7

Let $A$ and $B$ be two disjoint events in a probability space and suppose that one of the two events has zero probability. According to the standard definition of independence, this means that $A$ and $B$ are independent. Unfortunately this definition seems very counter-intuitive to me:

If both events are non-empty, then I would instead define them to be dependent, as the occurrence of one event excludes the occurrence of the other. Why has the math community accepted a different definition? Just out of convenience? What would be the consequences if we changed the definition?

ryang
  • 38,879
  • 14
  • 81
  • 179
Filippo
  • 3,536
  • 6
    Independence means that $P(A\cap B)=P(A)\times P(B)$. If one or both of $A,B$ have probability $0$ then this clearly holds. Sure, you could modify the definition to exclude this case...but then you'd have an extra condition to test every time you wanted to show independence. – lulu Feb 07 '23 at 13:28
  • I think it is also about the choice of how events are defined. The idea of "disjoint events" in a "space" is rooted in a certain representation of certain kinds of events. – Alex K Feb 07 '23 at 13:33
  • Yes, empty event is independent from any event by definition of independence. – kludg Feb 07 '23 at 13:48
  • 1
    To be sure, excluding this case would make some "intuitive" statements true. Like "No event is independent of itself". Seems obvious, but of course events with probability $0$ are independent of themselves under the standard definition. In practice, I often exclude "degenerate cases" when discussing the intuitive aspects of independence. – lulu Feb 07 '23 at 13:51
  • Non-empty events can be independent, if their interaction has right size; if the interaction is empty, then the events are dependent. – kludg Feb 07 '23 at 13:56
  • I think you should think of independence as a property that concerns probabilities of occurrences and not so much as a property concerning occurrences. – drhab Feb 07 '23 at 14:10
  • @drhab I think if independence can be explained only in terms of probabilities, this is occasional independence. Quite often independence have intuitive meaning that does not need calculation, – kludg Feb 07 '23 at 14:33
  • @drhab Could you please elaborate? I am not sure that I get your point. – Filippo Feb 08 '23 at 16:00
  • Asking myself: is there independence? I discern two layers. The coarse one focusses on probabilities and the finer on events. If e.g. $\varnothing\neq A\subseteq B$ and $P(A)=0$ and $P(B)<1$ then according to the coarse one there is independence because $P(A\cap B)=0=P(A)\times P(B)$. According to the fine there is no independence because $P(B|A)=1\neq P(B)$. Which one should we go for? I would recommend the coarse then because our common and nice working definition of independence uses straight probabilities, and not conditional ones. – drhab Feb 09 '23 at 08:33
  • I understand that new questions (e.g. what is the definition of $P(B|A)$ in this context? Or: is $P(B|A)$ überhaupt defined? ) arise then, and to be honest I do not really have a covering answer on that. – drhab Feb 09 '23 at 08:35
  • @drhab Thank you for the comments. AFAIU you have provided a second example where the „fine“ definition and the „coarse“ definition do not agree. Nice. – Filippo Feb 10 '23 at 20:10
  • 1
    I posed a similar question here (Dartboard paradox), and concluded that the intuitive characterisation of independence is premised on not conditioning on a zero-probability event (which need not even be an empty event). This comment merely affirms, rather than actually answers, your question. – ryang Feb 21 '23 at 14:29

3 Answers3

2

Why do we define independence in a way that allows for an event of probability zero to be independent of another event?
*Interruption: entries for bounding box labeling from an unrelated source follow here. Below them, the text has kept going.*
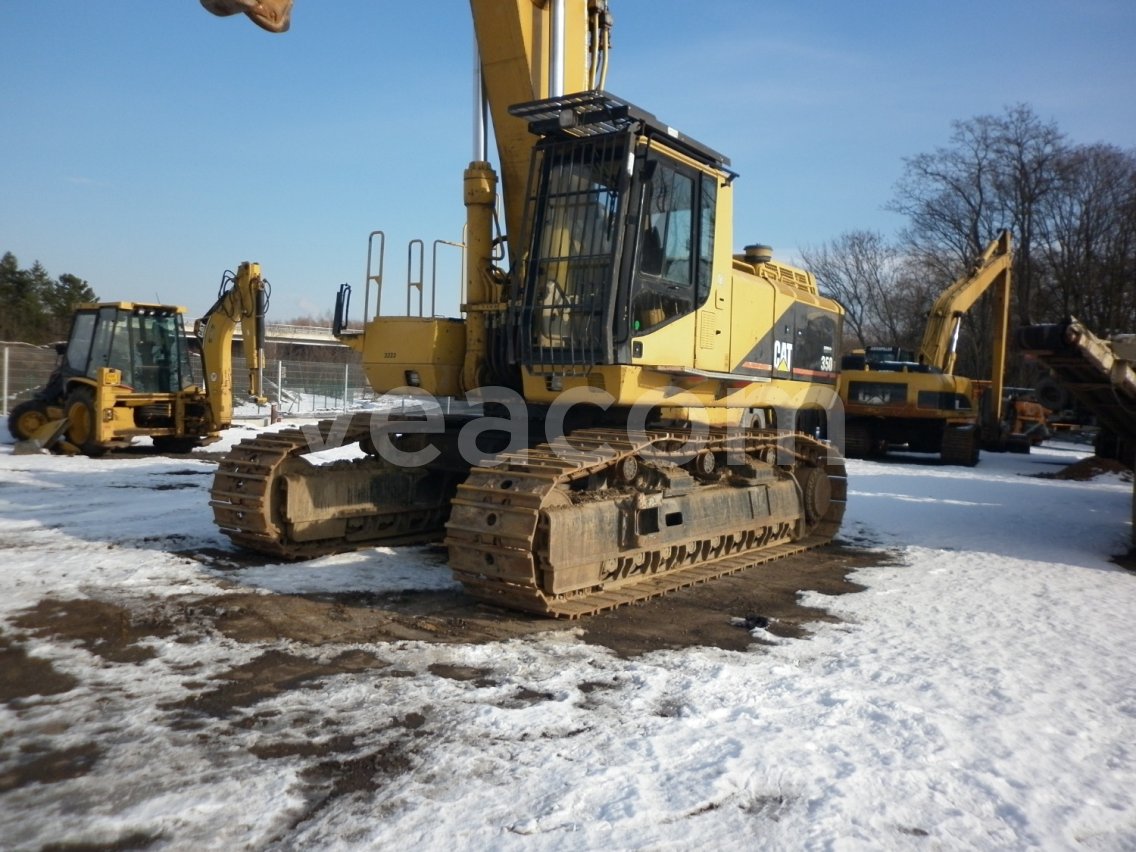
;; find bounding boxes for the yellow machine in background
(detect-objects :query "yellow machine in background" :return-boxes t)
[840,231,1013,466]
[8,264,267,456]
[207,0,845,617]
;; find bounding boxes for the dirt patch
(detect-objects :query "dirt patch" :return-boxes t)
[0,743,102,793]
[1035,456,1133,482]
[179,545,888,657]
[0,633,78,704]
[161,651,390,719]
[12,598,176,662]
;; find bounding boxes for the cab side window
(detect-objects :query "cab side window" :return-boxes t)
[632,159,717,333]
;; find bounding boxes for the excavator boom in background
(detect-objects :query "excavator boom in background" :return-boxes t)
[840,231,1013,466]
[199,0,846,618]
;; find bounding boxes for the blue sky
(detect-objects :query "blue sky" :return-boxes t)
[0,0,1136,320]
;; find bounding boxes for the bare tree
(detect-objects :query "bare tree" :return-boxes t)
[1038,144,1136,334]
[801,231,894,346]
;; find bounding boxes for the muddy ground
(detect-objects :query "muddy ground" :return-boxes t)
[0,544,886,708]
[0,544,887,822]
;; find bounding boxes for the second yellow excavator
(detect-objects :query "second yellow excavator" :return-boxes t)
[202,0,846,617]
[840,231,1013,467]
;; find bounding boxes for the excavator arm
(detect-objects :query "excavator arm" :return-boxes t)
[919,231,1013,373]
[194,261,268,429]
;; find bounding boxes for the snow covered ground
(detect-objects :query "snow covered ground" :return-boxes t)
[0,435,1136,850]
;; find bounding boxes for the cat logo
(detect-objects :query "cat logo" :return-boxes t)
[774,340,793,373]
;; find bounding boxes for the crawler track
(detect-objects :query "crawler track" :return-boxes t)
[209,414,456,560]
[210,416,847,618]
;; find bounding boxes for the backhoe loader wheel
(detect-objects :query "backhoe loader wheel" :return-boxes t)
[64,387,107,459]
[8,400,51,441]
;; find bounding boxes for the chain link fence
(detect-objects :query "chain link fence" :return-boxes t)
[0,343,376,417]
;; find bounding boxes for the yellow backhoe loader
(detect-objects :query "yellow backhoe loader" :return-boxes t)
[8,264,267,456]
[840,231,1013,466]
[204,0,846,618]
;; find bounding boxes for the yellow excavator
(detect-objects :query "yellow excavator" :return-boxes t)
[203,0,846,618]
[840,231,1013,467]
[8,264,267,457]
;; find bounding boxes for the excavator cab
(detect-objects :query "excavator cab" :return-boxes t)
[510,92,728,371]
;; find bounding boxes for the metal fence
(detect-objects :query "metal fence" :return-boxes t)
[0,343,376,417]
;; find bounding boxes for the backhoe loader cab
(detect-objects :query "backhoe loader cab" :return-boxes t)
[60,302,195,393]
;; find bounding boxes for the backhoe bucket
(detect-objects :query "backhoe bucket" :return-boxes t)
[12,417,67,456]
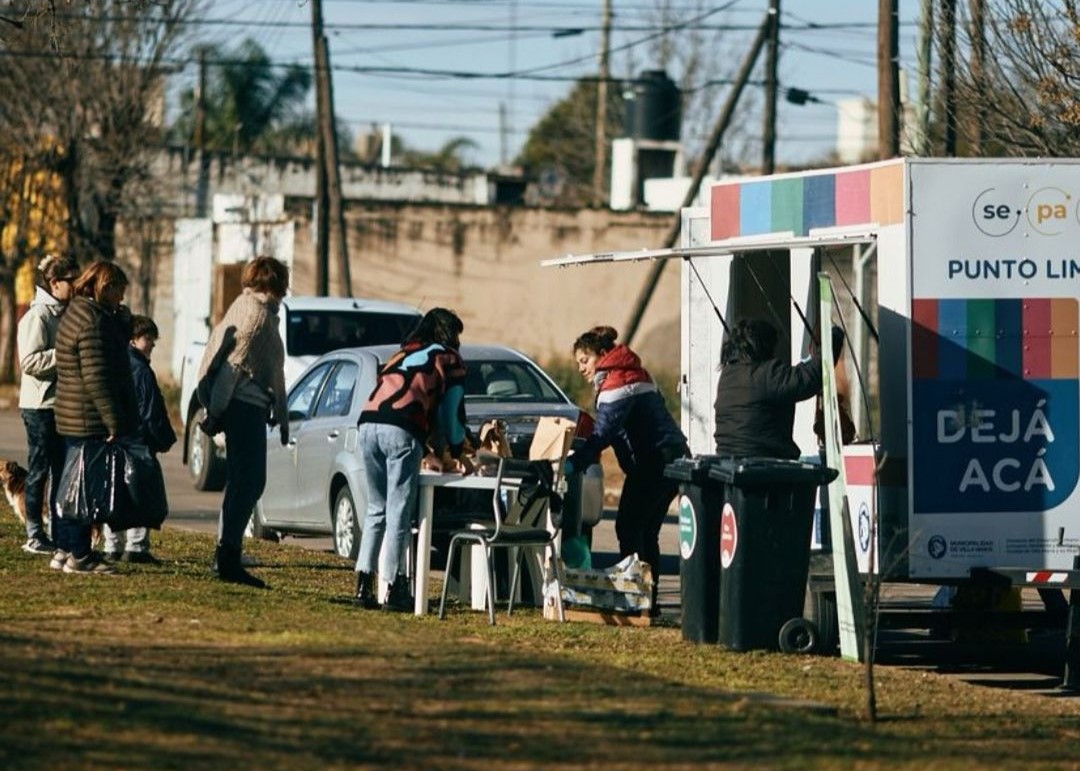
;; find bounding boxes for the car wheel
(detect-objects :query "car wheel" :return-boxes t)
[334,485,360,559]
[188,407,225,492]
[244,503,281,543]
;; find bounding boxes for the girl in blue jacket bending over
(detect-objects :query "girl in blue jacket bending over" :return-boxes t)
[566,326,690,608]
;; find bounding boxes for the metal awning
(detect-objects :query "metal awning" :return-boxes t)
[540,230,877,268]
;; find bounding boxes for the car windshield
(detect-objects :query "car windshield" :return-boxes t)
[285,309,417,356]
[465,359,566,404]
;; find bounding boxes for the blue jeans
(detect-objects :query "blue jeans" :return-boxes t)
[53,437,91,558]
[356,423,423,582]
[217,400,267,549]
[18,409,64,539]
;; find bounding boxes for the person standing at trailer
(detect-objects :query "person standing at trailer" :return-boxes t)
[16,255,79,554]
[713,319,829,460]
[355,308,472,611]
[566,326,690,612]
[197,257,288,589]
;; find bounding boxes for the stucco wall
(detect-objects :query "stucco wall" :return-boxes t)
[152,198,679,375]
[292,203,679,368]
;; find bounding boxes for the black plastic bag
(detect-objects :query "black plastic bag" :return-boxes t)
[56,439,126,525]
[56,439,168,530]
[112,439,168,530]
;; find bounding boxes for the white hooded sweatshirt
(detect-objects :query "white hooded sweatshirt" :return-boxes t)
[17,286,67,409]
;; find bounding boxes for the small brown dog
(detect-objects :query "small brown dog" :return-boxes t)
[0,460,27,525]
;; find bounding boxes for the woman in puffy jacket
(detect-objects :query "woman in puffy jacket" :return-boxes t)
[54,260,138,573]
[566,326,690,608]
[17,256,79,554]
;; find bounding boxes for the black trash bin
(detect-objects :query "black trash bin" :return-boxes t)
[664,456,724,644]
[708,458,837,651]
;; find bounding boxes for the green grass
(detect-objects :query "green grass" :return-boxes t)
[0,511,1080,769]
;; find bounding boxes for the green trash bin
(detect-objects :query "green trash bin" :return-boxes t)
[664,456,725,644]
[708,458,837,651]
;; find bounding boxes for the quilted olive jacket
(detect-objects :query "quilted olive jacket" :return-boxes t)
[54,297,138,438]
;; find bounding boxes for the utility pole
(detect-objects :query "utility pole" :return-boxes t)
[593,0,611,207]
[311,0,330,297]
[915,0,934,155]
[194,48,210,217]
[499,102,510,166]
[761,0,780,174]
[315,32,352,297]
[970,0,986,158]
[878,0,900,160]
[941,0,956,158]
[625,9,772,346]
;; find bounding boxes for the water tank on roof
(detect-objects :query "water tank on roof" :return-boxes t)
[623,69,680,141]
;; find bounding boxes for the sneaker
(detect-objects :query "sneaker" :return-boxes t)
[23,537,56,554]
[123,552,161,565]
[64,552,117,576]
[49,549,71,570]
[382,574,414,613]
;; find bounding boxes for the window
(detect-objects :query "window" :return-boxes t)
[314,362,360,418]
[288,362,330,420]
[465,360,566,403]
[285,309,419,356]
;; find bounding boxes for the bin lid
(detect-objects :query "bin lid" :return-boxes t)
[664,455,719,482]
[708,458,839,486]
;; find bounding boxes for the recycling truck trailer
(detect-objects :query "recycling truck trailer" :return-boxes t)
[546,159,1080,679]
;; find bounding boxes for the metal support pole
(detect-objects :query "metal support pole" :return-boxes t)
[1061,555,1080,691]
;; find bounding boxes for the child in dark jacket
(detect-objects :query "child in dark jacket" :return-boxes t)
[105,315,176,563]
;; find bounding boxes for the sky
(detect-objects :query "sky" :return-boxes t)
[190,0,919,167]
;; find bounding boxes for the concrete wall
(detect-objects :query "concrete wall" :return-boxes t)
[153,198,679,375]
[153,148,491,217]
[293,202,679,368]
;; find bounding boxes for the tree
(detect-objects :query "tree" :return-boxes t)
[515,79,623,206]
[0,0,203,379]
[391,136,480,174]
[934,0,1080,158]
[170,39,319,154]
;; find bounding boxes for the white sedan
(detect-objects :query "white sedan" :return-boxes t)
[249,346,604,559]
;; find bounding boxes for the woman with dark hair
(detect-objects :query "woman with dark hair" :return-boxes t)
[566,326,690,610]
[355,308,472,611]
[17,255,79,554]
[714,319,825,460]
[198,257,288,589]
[53,260,138,573]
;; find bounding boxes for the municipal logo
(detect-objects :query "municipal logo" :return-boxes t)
[678,496,698,559]
[720,503,739,570]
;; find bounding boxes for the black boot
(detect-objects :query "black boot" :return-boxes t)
[214,543,267,589]
[352,571,379,610]
[382,573,414,613]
The case you are referring to can be seen as degenerate. If one event has probability $0$ then there isn't a clear way to interpret the notion of independence intuitively (in order to know if an event occurring has some impact on another event, we first need that event to be possible). The reason that we define independence in the way that we do is simply out of convenience (as you speculate in the question). It is convenient to have one notion of independence so that we can apply lots of results that apply to independent events in as broad a way as possible. If we were to exclude the cases that you refer to, then this would just create additional work to prove that the standard results that follow for independent events also work in the case that you have excluded.

What would the consequences be if we modified the definition?

If we were to change the definition now, then there would be some real consequences. For example, in the standard proof of Kolmogorov's Zero-One Law, we use the fact that if the event $A$ is independent of itself then the probability of $A$ must be $0$ or $1$ (in other words: $P(A \cap A) = P(A)P(A)$ if and only if $P(A) = 0$ or $P(A)=1$) - this proof can be found in the book "Measure Theory" by Donald Cohn.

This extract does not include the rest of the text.